In general, it's hard to have something like that for two reasons, one of them being like what Vudu said.
First, is that you would remove the incentive to recruit to fill your side. If you can win just as easily no matter how many players show, why put in the large amount of work required for successful recruiting? Also, design is yet more difficult when you can't plan for any particular numbers.
Second is that you could incentivize playing games with numbers in extreme cases. We do need to keep in mind extreme cases in scenarios, as there have been examples many years back with teams pushing extremes. What if, instead of having 40 players that average out to a typical skill level, you can get 15 awesome players and discourage participation by average and less-skilled players. We don't want any incentivization of things like that.
In this particular scenario, the design, when full, is 46 pilots on the allied side (38 fighters, 8 bombers) vs. 40 fighters on the axis side (40 fighters, 0 bombers). The design ratio of axis:allied pilots is thus 0.87 and not 1.0. It is not a symmetric design. The allies have bomber pilots that the axis doesn't, and scoring was designed to take that into account (which we discussed a lot on the design topic).

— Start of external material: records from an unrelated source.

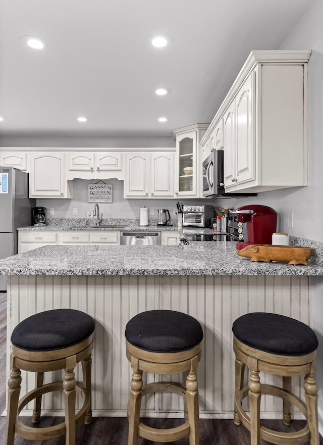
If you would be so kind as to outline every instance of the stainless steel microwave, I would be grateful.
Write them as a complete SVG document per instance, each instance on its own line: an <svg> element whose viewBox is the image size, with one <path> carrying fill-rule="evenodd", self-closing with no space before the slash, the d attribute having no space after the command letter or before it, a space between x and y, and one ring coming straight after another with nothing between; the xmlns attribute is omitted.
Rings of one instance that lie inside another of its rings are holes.
<svg viewBox="0 0 323 445"><path fill-rule="evenodd" d="M224 153L214 150L203 162L203 196L209 197L245 197L256 193L226 193L224 189Z"/></svg>
<svg viewBox="0 0 323 445"><path fill-rule="evenodd" d="M203 196L224 194L223 151L214 150L203 162Z"/></svg>

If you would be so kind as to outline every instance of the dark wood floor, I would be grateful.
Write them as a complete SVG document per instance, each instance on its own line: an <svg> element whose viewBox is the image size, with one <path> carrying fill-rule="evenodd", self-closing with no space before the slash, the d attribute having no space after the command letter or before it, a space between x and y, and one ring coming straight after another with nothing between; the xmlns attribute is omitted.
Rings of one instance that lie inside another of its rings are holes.
<svg viewBox="0 0 323 445"><path fill-rule="evenodd" d="M6 295L0 293L0 413L6 405ZM6 430L6 417L0 417L0 443L4 443ZM24 418L24 421L31 425L30 417ZM59 417L44 418L39 426L48 426L62 421ZM179 419L147 419L145 422L151 426L170 428L179 425L182 421ZM278 420L262 421L263 425L268 428L288 432L300 429L304 425L301 420L294 420L290 427L285 426ZM127 445L128 423L124 417L94 417L91 425L82 423L76 431L76 445ZM2 438L3 438L3 439ZM139 438L138 445L153 445L152 442ZM168 442L170 445L188 445L188 437ZM15 445L65 445L64 436L46 441L25 440L16 436ZM237 426L231 420L201 419L200 420L200 445L249 445L250 434L242 425ZM269 442L260 440L261 445ZM320 437L320 445L323 439ZM306 442L306 445L309 445Z"/></svg>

When I assign walkons, job 1 is achieving the design ratio. If I can do that and achieve side preference, I do that. But if more people want a side than works for balance, they don't get their choice. That's one of the disadvantages of not registering -- you are not guaranteed the side you want, and you are not guaranteed any particular plane type. Assigning walkons is complicated by people coming into and out of the arena (so numbers fluctuate some), by some walkons not following instructions, and by it being hectic to get everything assigned within about a 10-minute period. (You have to wait until a little after 12:00 for people to get into arena, then you lock, then you need to assign as fast as possible to give sides time to get people sorted and briefed -- combined with being pelted with "let me in" requests all the while.) Achieving the designed balance within a couple of people is at the upper level of what is possible as judged by about 100 past frames worth of assigning walkons.

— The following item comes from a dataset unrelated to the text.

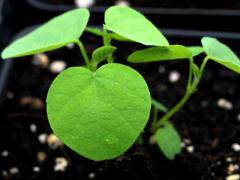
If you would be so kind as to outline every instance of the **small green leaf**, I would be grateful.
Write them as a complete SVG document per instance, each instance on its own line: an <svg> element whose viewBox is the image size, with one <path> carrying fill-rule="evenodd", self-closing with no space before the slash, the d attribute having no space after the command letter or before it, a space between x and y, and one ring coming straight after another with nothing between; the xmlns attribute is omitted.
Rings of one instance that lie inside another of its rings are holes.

In frame 1, the ratio was 0.86, so nearly spot on. In frame 2, when I was done assigning walkons, it was 37 to 32, a ratio also of 0.86. In frame 2, you can see that two people showed up late after I assigned walkons, making it 39 to 32 by the logs. So the axis was two pilots short of the ratio in frame 2.
In frame 3, if we get enough walkons, I will purposefully overassign to the axis side by a couple, to err on the side of achieving 0.87 for axis.